Women of Negev desert fight for equality, emancipation
Negev, Israel (EFE).- Women in Negev, a patriarchal community in a vast desert region in southern Israel, are treated as a minority.
Bedouin Amal Elsana and Sephardic Shula Knafo know too well what it feels like to be ignored and silenced, but this has not stopped them from fighting for women’s justice and equality.
Growing up in the arid desert of Negev, a harsh habitat and marginalized region since the birth of the Jewish state, molded Amal and Shula into strong, resilient women.
“Since I was a child I understood what it meant to be a second-class citizen in Israel, being treated differently from the Jewish population,” Amal, the community leader of Lakiya, a Bedouin village of 15,000 people, tells Efe.
“And what it meant to be a woman in a patriarchal system, considered different from men within my own society,” she adds.
THE BEDOUINS – AMAL ELSANA
At just five years old, Amal rebelled against society and became a shepherdess.
Today, she is the leader of her community and founder of ‘Embroidery of the Desert’, an organization that fights for women’s rights, including equal access to education and the labor market.
“We started with seven women and now there are 150 of us,” she says.
Many women have been abandoned by their husbands for second wives or have no citizenship status since the Israeli occupation of Palestine.
Bedouins account for 30% of the Negev region but only occupy 3% of the territory.
“Out of the 112 communities recognized by Israel in the 1950s, only 11 were for us, the real indigenous people of this land, which is not recognized as ours, so we suffered demolitions, confiscations and displacement,” Amal says.
Amal’s daughter Adan Alhjooj, 19, has followed her mother’s footsteps.

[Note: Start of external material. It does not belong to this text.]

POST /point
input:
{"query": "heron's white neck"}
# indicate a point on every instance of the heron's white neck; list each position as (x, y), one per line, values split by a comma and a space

“I am fighting for our land and I am fighting for our rights but because I am a woman I should be ashamed and be silent and it is sad I still had to go through these things even though the generation of my mother fought against them,” she tells Efe.
Adan says that while many things have changed thanks to her mother’s work, “as women not only are oppressed by the (Israeli) occupation but then we are oppressed by our own com,unity simky because we are women”
THE SEPHARDICS – SHULA KNAFO
Fifty kilometers south of Lakiya is Yeruham, a town founded in the 1950s to welcome Jewish communities migrating to Israel.
Most of the migrants were Sephardic Jews from North Africa, like Shula Knafo, who arrived in 1962 at the age of six with her family from Casablanca.
While Shula and Amal come from very different backgrounds, the patriarchy which they grew up and endure is very similar.
“My husband was as primitive as my father,” Shula, who married at 18 to escape from her strict father, tells Efe.